Final answer:
The potential energy of repulsion per unit area Vr in the context of electric charges and fields is derived from the potential of a point charge V = kQ / r and integrated to obtain the potential energy U = kQq / r or related expressions in specific cases, such as van der Waals forces.
Step-by-step explanation:
The integration equation for potential energy of repulsion per unit area Vr involves the electric potential V of a point charge, which is given by the expression V = kQ / r, where k is Coulomb's constant, Q is the charge, and r is the distance from the charge. If we are considering the potential energy between two charges, we would use the formula U = kQq / r, where q is the second charge.

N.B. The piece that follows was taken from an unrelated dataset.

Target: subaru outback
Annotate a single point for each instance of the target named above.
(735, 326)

In the context of a uniform electric field E produced by a potential difference AV, the relationship between electric potential and electric field is given by the equation AV = VAB = E·d, where d is the distance over which the electric field is applied.
For special cases like the van der Waals potential or a wire-cylinder system, the potential energy equations might differ and involve more complex integrals. For instance, the van der Waals force can be found through a Taylor series expansion and then comparing with Hooke's law to approximate the force for small displacements near the equilibrium position r = Ro.
Integration is important in these contexts to derive expressions for forces, electric fields, and other related physical quantities. An integral solver can be used to perform these complex integrations, which are often encountered in advanced physics problems.